Suppose $\mathbf{a}, \mathbf{b} \in \mathbb{R}^{n}$,
proof that $\left\langle\mathbf{a}^{\otimes d}, \mathbf{b}^{\otimes d}\right\rangle=\langle\mathbf{a}, \mathbf{b}\rangle^{d}$
where $\mathbf{a}^{\otimes d}=\underbrace{\mathbf{a} \otimes \mathbf{a} \otimes \ldots \otimes \mathbf{a}}_{d \text { times }} \quad$.

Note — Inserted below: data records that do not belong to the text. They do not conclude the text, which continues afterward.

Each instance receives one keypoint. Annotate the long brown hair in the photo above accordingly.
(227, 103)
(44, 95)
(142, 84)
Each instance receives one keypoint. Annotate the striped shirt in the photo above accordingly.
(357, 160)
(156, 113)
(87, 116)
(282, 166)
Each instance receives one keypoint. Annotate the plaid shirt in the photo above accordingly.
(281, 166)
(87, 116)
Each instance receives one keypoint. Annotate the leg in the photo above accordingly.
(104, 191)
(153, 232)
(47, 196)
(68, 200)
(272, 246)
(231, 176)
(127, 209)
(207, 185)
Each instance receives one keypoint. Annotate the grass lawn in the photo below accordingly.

So when I try to prove this, I get from the left side
$\left\langle\mathbf{a}^{\otimes d}, \mathbf{b}^{\otimes d}\right\rangle=\sum_{i_{1}=1}^{n} \sum_{i_{2}=1}^{n} \cdots \sum_{i_{d}=1}^{n} a_{i_{1}} a_{i_{2}} \cdots a_{i_{d}} b_{i_{1}} b_{i_{2}} \cdots b_{i_{d}}$
and for the right side
$\langle\mathbf{a}, \mathbf{b}\rangle^{d}= (\sum_{i=1}^{n} a_{i} b_{i})^d$ .
Does anyone know how to te reach an equality from here? Thank you.